Yes I could disprove the statement using rectangular form. However based on my understanding the following text says the opposite:

Electric Circuits 9th Ed by Nilsson and Riedel
Page 321, Kirchhoff's Law in the Frequency Domain

12. Jul 24, 2014

George Jones

Staff Emeritus
What if the line after (9.40),
is changed to

13. Jul 24, 2014

Curious3141

If you do the (simple) algebra in rectangular form, you'll quickly find that:

$$\bf{Re}(z_1 \times z_2) = 0 \iff \bf{Re}(z_1)\bf{Re}(z_2) = \bf{Im}(z_1)\bf{Im}(z_2)$$

and that's the only condition that needs to be satisfied.

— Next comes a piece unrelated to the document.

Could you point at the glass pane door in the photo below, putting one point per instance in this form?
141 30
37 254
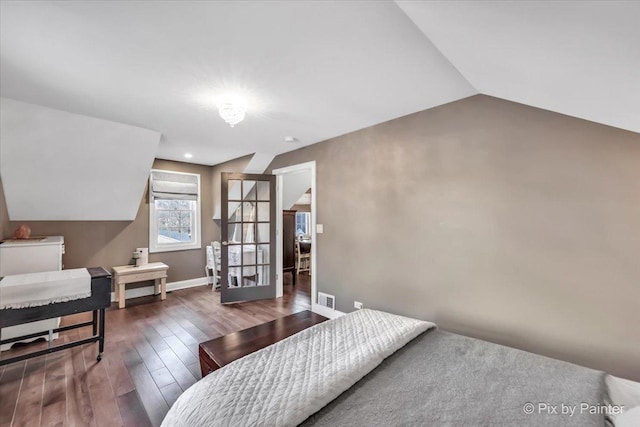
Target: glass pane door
248 237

Mentallic's example is merely the special case with $\bf{Re}(z_1) = \bf{Re}(z_2) = \bf{Im}(z_1) = \bf{Im}(z_2) = 1$.

14. Jul 24, 2014

George Jones

Staff Emeritus
Curious3141, the text has given the right result for the wrong reason. In more detail: the text has written (for $z$ independent of $t$) $0 = \bf{Re} \left( z e^{j\omega t} \right\}$ implies that $z=0.$

$$0 = 2\bf{Re}\left\{ z e^{j\omega t} \right\} = z e^{j\omega t} + \left( z e^{j\omega t} \right)^* = z e^{j\omega t} + z^* e^{-j\omega t}$$

What does $t = 0$ give?

What does $t = \pi/\left(2\omega\right)$ give?

15. Jul 24, 2014

Curious3141

Hi George, I don't have the text, but going by what you've written, if we let $z = re^{j\theta}$, then the condition implies that $\bf{Re}(re^{j(\omega t + \theta)}) = 0 \implies r\cos({\omega t + \theta}) = 0 \implies r = 0 \space \rm{or} \space \omega t + \theta = \frac{\pi}{2} + 2k\pi$.

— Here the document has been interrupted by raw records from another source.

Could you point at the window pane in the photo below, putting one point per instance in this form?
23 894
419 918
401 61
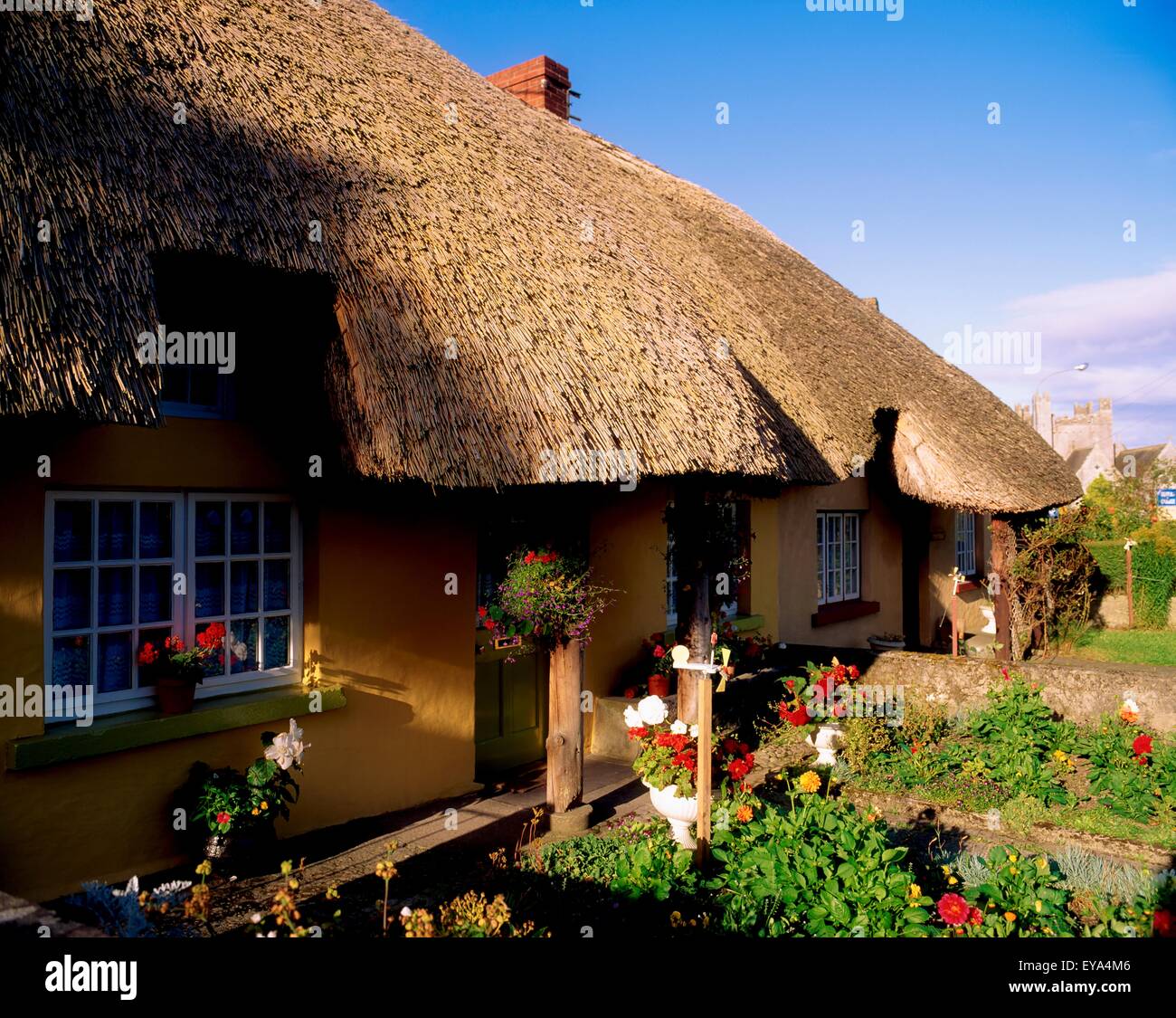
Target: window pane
116 529
242 594
277 642
71 661
71 599
156 638
113 661
215 665
154 594
278 585
156 529
210 588
243 645
278 528
114 595
71 531
210 528
245 528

Since the latter is excluded by independence between $z \space \rm{and}\space t$, the only possibility is $r=0 \implies z = 0$.

16. Jul 24, 2014

George Jones

Staff Emeritus
Yes.

More explicitly, $t=0$ gives $0=\bf{Re} \left\{ z\right\}$, and $t = \pi/\left(2\omega\right)$ gives $0=\bf{Im} \left\{ z\right\}$.

17. Jul 24, 2014

Trevo

I was just looking around on pf and I came across this thinking I would understand it. I got lost on the first post :(

18. Jul 24, 2014

seminum

Gotcha! Thanks.

19. Jul 24, 2014

Mentallic

If you have two complex numbers,

$$z_1=a+ib$$

$$z_2=x+iy$$

and multiply them, of course you get

$$z_1z_2=(a+ib)(x+iy)=ax-by+i(ay+bx)$$

and $Re(z_1z_2) = ax-by$ is the real part of that result (just as $Re(z_1)=a, Re(z_2)=x$).

So the question is asking, if $z_2\neq 0$ which means that x and y aren't both zero (one of them can be zero) then are we forced to choose $z_1=0$ so that we can end up with $Re(z_1z_2)=0$?

The answer is no because as we can see, $Re(z_1z_2)=ax-by=0$ and for simplicity, if we choose x=y where x and y aren't zero, then we get $ax-by=ax-bx=x(a-b)=0$ which means we end up with a-b=0, a=b. So we don't need to choose $z_1=0$ to satisfy the result, we can choose $z_1=a+ia$ for any a that's non-zero. Also, if we didn't restrict x=y then we'd find other combinations that satisfy the result as well.

Hence my example earlier with choosing $z_1=z_2=1+i$.